Read Pajek .net files using Graph-tool

I have a Pajek network file (undirected network with weighted edges), for which an example is provided here:

*Vertices 5
1  apple
2  cat
3  tree
4  nature
5  fire
*Edges
1  3  14
2  4  1

Node labels are provived without quoting. Edges are specified as node1, node2, edge weight.

I would need to read this file in graph-tool as an undirected graph with node labels and the "weight" attribute for edges. The function should also preserve isolate nodes.

Is there an efficient way to do this in Python? So far I have been reading the .net file with Networkx and then using a conversion function like this. I am looking for a way to speed up the process.

Solution

It appears that each section (Vertices/Edges) of the Pajek file can be interpreted as a space-delimited CSV file, which means you can parse it with pandas.read_csv().
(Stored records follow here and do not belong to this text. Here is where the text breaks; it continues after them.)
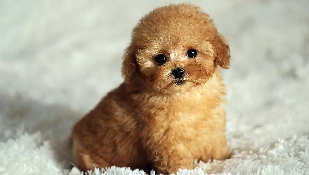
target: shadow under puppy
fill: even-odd
[[[208,15],[187,4],[155,9],[134,29],[125,81],[74,127],[81,170],[115,165],[163,174],[229,158],[219,67],[230,49]]]

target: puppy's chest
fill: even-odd
[[[159,110],[154,118],[154,131],[157,136],[182,142],[192,141],[209,131],[211,114],[200,94],[172,99],[168,105]],[[204,98],[205,99],[205,98]],[[162,109],[161,108],[161,109]]]

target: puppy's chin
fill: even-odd
[[[189,91],[195,89],[201,82],[193,82],[189,80],[174,80],[172,78],[156,78],[152,82],[152,88],[163,93],[175,94]]]

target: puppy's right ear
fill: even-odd
[[[132,80],[133,73],[136,69],[135,50],[132,45],[127,48],[122,59],[121,74],[125,79],[125,82],[128,84]]]

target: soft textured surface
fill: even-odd
[[[80,174],[68,169],[71,127],[122,81],[138,20],[171,2],[1,1],[0,174]],[[309,174],[309,1],[192,2],[230,44],[223,73],[234,154],[180,174]]]

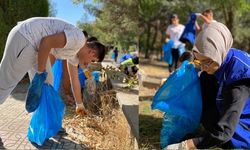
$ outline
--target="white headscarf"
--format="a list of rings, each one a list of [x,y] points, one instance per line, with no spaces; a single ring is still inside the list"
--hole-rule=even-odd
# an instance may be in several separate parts
[[[193,50],[221,65],[232,45],[228,28],[220,22],[212,22],[198,34]]]

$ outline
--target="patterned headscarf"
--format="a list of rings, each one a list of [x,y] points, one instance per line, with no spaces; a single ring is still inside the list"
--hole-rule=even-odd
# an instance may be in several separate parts
[[[221,65],[232,45],[228,28],[220,22],[212,22],[198,34],[193,50]]]

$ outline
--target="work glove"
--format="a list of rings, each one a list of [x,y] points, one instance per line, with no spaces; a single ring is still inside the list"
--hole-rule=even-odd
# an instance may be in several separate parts
[[[31,113],[34,112],[40,103],[42,87],[47,77],[47,72],[36,73],[32,82],[29,85],[28,93],[26,95],[26,110]]]
[[[76,114],[80,116],[85,116],[87,115],[87,111],[83,106],[83,103],[77,104],[76,103]]]

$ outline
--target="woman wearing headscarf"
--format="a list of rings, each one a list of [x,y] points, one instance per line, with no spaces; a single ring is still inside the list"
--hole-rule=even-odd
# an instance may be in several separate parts
[[[204,132],[187,148],[250,148],[250,55],[231,48],[233,38],[219,22],[196,39],[195,65],[201,70]]]

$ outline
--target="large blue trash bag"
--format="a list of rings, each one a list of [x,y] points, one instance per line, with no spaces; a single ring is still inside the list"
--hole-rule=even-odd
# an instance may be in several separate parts
[[[173,63],[173,57],[172,57],[172,47],[174,45],[173,40],[169,40],[162,46],[162,50],[164,52],[163,60],[171,65]]]
[[[179,56],[181,56],[185,51],[186,51],[185,45],[184,45],[184,44],[180,44],[180,45],[178,46]]]
[[[53,87],[57,92],[59,92],[60,87],[61,87],[61,80],[62,80],[62,73],[63,73],[62,67],[63,67],[62,60],[60,59],[57,59],[54,65],[52,66],[52,73],[54,77]]]
[[[195,27],[196,15],[195,13],[191,13],[190,19],[188,23],[185,25],[185,29],[180,37],[181,42],[190,42],[194,45],[195,35],[196,35],[196,27]]]
[[[118,60],[118,63],[122,63],[129,58],[133,58],[133,56],[131,54],[122,54],[122,56]]]
[[[85,80],[87,77],[85,76],[84,72],[82,71],[81,67],[78,67],[78,77],[81,85],[81,89],[85,87]]]
[[[46,80],[47,72],[41,74],[36,73],[33,80],[29,85],[29,89],[26,95],[25,109],[31,113],[37,109],[40,104],[40,97],[42,93],[42,86]]]
[[[152,109],[163,112],[160,146],[178,143],[199,126],[202,99],[200,81],[193,64],[184,61],[153,97]]]
[[[55,89],[44,83],[40,105],[32,114],[28,139],[41,146],[46,139],[55,136],[62,128],[64,107],[64,103]]]

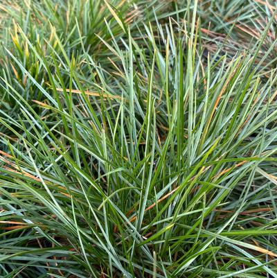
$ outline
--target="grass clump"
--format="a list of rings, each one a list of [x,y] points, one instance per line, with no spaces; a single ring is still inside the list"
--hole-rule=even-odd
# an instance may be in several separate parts
[[[180,2],[2,7],[1,277],[277,277],[275,12]]]

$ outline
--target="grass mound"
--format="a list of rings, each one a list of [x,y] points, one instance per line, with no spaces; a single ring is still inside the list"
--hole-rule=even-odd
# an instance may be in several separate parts
[[[277,277],[276,6],[0,8],[1,277]]]

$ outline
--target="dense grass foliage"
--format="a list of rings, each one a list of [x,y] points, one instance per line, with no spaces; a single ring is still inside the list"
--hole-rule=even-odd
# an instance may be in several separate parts
[[[267,1],[0,3],[0,277],[277,277]]]

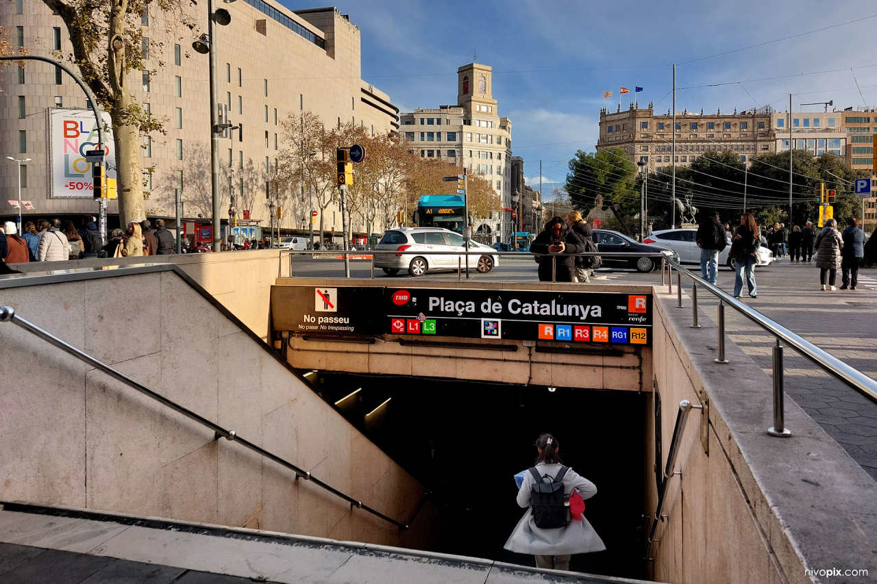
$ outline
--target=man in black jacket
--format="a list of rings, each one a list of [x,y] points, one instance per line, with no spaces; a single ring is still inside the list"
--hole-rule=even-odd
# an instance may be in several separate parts
[[[717,211],[710,213],[709,218],[697,226],[695,237],[701,248],[701,275],[715,286],[718,278],[718,253],[728,246],[728,231],[719,223]]]
[[[176,239],[173,233],[164,228],[164,219],[155,219],[155,233],[153,235],[158,242],[155,255],[176,253]]]

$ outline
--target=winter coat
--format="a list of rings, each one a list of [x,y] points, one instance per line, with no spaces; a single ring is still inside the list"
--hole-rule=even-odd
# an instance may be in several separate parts
[[[844,247],[840,254],[845,258],[860,258],[865,255],[865,231],[859,227],[849,226],[841,233]]]
[[[136,235],[129,236],[123,246],[122,255],[126,258],[132,255],[143,255],[143,239]]]
[[[844,239],[834,227],[823,227],[816,236],[816,267],[826,270],[840,269],[840,250]]]
[[[536,236],[533,243],[530,244],[530,251],[533,253],[541,253],[539,259],[539,281],[551,281],[552,263],[557,261],[557,268],[554,272],[556,281],[574,281],[575,258],[566,255],[567,253],[581,253],[585,251],[585,244],[581,241],[579,234],[571,229],[565,229],[560,233],[560,241],[564,243],[565,251],[562,253],[554,253],[548,251],[551,245],[552,232],[548,230],[543,231]],[[553,260],[553,258],[557,260]]]
[[[159,242],[152,231],[143,231],[143,255],[155,255],[155,251],[159,247]]]
[[[36,261],[39,257],[39,236],[36,233],[27,232],[22,237],[27,242],[27,251],[31,253],[31,261]]]
[[[168,255],[170,253],[176,253],[176,239],[173,233],[164,227],[155,230],[155,240],[158,242],[158,247],[155,250],[157,254]]]
[[[7,264],[23,264],[31,260],[31,252],[27,249],[27,242],[18,235],[7,235],[6,244],[9,253],[6,254]]]
[[[737,236],[740,239],[738,239]],[[731,251],[728,255],[734,258],[735,261],[744,261],[752,253],[755,253],[761,246],[758,234],[753,234],[745,225],[740,225],[734,231],[734,237],[731,240]]]
[[[39,234],[37,259],[39,261],[67,261],[70,259],[70,242],[67,236],[54,227]]]
[[[536,469],[539,474],[557,475],[561,465],[538,464]],[[581,521],[570,520],[566,527],[542,529],[536,527],[530,507],[530,489],[535,482],[531,473],[524,474],[524,482],[517,491],[517,504],[527,508],[521,520],[517,522],[514,531],[505,542],[505,549],[517,553],[531,553],[534,555],[566,555],[567,553],[587,553],[601,552],[606,549],[605,544],[591,527],[585,517]],[[563,477],[563,490],[567,495],[576,490],[582,499],[589,499],[596,495],[597,488],[594,483],[579,475],[572,468],[567,471]],[[588,511],[585,511],[587,515]]]
[[[712,218],[697,226],[695,239],[701,249],[717,249],[721,252],[728,246],[728,231],[724,231],[724,225]]]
That function is faster than the line-by-line parsing you suggested in your pure-python answer.

Also, it's faster to initialize the edge list and property lists all at once (as numpy arrays) rather than setting each element individually in a python loop.
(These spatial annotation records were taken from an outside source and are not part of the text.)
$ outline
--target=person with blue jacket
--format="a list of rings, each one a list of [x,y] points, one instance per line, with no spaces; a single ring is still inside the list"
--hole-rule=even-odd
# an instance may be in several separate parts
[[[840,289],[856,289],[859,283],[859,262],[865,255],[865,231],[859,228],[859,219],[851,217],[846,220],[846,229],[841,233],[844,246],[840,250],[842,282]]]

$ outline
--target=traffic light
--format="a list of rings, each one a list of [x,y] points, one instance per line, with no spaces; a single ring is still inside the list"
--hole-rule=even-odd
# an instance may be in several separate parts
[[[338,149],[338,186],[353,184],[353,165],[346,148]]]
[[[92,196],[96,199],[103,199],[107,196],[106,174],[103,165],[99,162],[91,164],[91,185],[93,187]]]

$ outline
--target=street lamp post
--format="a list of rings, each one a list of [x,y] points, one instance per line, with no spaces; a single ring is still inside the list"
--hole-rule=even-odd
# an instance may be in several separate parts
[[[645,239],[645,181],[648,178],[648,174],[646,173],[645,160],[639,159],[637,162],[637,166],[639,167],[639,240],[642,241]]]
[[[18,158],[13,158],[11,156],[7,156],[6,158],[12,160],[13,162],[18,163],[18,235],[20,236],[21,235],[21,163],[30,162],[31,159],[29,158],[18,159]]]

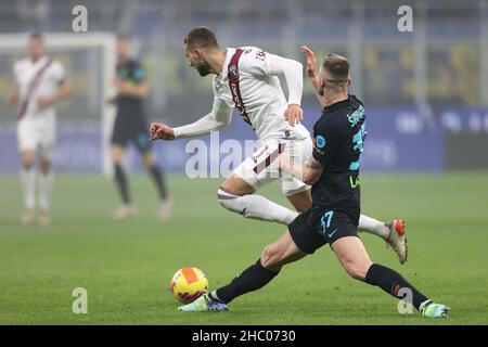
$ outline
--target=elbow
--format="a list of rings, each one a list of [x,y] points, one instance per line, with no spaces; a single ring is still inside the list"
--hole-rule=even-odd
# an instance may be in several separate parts
[[[307,179],[304,179],[304,183],[305,183],[305,184],[308,184],[308,185],[313,185],[317,181],[318,181],[317,178],[307,178]]]
[[[307,175],[305,172],[303,181],[304,181],[305,184],[313,185],[314,183],[317,183],[319,178],[320,178],[320,175],[310,175],[310,174]]]

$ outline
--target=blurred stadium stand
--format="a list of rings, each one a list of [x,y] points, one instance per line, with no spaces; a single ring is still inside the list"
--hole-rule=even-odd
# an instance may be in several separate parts
[[[486,0],[3,0],[0,31],[70,31],[70,13],[77,4],[88,9],[89,31],[134,38],[152,86],[147,100],[152,120],[181,125],[209,110],[209,78],[188,68],[182,51],[184,35],[193,26],[206,25],[224,47],[258,46],[301,62],[301,44],[309,44],[319,56],[326,51],[348,56],[352,92],[369,111],[367,170],[488,168],[488,156],[481,153],[488,147]],[[397,29],[397,9],[402,4],[414,10],[414,33]],[[70,61],[73,55],[65,59],[76,90],[59,108],[61,128],[80,121],[97,127],[95,107],[87,110],[97,98],[87,77],[92,69],[90,56],[81,54],[77,62]],[[1,94],[12,86],[11,62],[12,56],[0,56]],[[311,125],[320,107],[309,83],[304,86],[304,108]],[[3,145],[14,139],[14,117],[3,100],[0,104]],[[229,137],[252,138],[242,131],[244,126],[235,117]],[[182,149],[184,142],[171,144],[160,149],[159,156],[164,162],[168,151]],[[5,151],[0,151],[0,171],[12,171],[16,164],[5,164]],[[476,154],[473,159],[459,154],[466,151]],[[181,170],[181,160],[168,167]],[[73,166],[59,164],[59,168]]]

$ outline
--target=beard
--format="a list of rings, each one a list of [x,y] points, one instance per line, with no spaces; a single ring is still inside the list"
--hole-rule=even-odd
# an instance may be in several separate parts
[[[202,62],[196,67],[196,70],[198,72],[200,76],[205,77],[210,74],[210,66],[208,66],[206,62]]]

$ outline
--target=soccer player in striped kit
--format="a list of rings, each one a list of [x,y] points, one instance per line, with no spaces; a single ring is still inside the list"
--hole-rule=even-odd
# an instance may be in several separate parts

I think the following implementation ought to be somewhat close to optimal, but I haven't benchmarked it.

import re
from io import StringIO

import numpy as np
import pandas as pd

import graph_tool as gt

def pajek_to_gt(path, directed=False, remove_loops=False):
    """
    Load a Pajek .NET file[1] as a graph_tool.Graph.
    Supports files which specify their edges via node pairs.
    Does not support files which specify their edges via the
    'edgeslist' scheme (i.e. the neighbors-list scheme).

    Note:
        Vertices are renumbered to start with 0, per graph-tool
        conventions (not Pajek conventions, which start with 1).
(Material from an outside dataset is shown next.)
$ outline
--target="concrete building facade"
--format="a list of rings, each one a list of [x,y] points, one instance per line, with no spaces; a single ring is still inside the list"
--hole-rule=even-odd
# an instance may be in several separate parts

    Author: Stuart Berg (github.com/stuarteberg)
    License: MIT

    [1]: https://gephi.org/users/supported-graph-formats/pajek-net-format/
    """
    # Load into RAM
    with open(path, 'r') as f:
        full_text = f.read()

    if '*edgeslist' in full_text:
        raise RuntimeError("Neighbor list format not supported.")

    # Erase comment lines
    full_text = re.sub(r'^\s*%.*$', '', full_text, flags=re.MULTILINE)

    # Erase blank lines (including those created by erasing comments)
    full_text = re.sub(r'\n+', '\n', full_text)

    # Ensure delimiter is a single space
    full_text = re.sub(r'[ \t]+', ' ', full_text)

    num_vertices = int(StringIO(full_text).readline().split()[-1])

    # Split into vertex section and edges section
    # (Vertex section might be empty)
    vertex_text, edges_text = re.split(r'\*[^\n]+\n', full_text)[1:]

    # Parse vertices (if present)
    v_df = None
    if vertex_text:
        v_df = pd.read_csv(StringIO(vertex_text), delimiter=' ', engine='c', names=['id', 'label'], header=None)
        assert (v_df['id'] == np.arange(1, 1+num_vertices)).all(), \
            "File does not list all vertices, or lists them out of order."

    # Parse edges
    e_df = pd.read_csv(StringIO(edges_text), delimiter=' ', engine='c', header=None)
    if len(e_df.columns) == 2:
        e_df.columns = ['v1', 'v2']
    elif len(e_df.columns) == 3:
        e_df.columns = ['v1', 'v2', 'weight']
    else:
        raise RuntimeError("Can't understand edge list")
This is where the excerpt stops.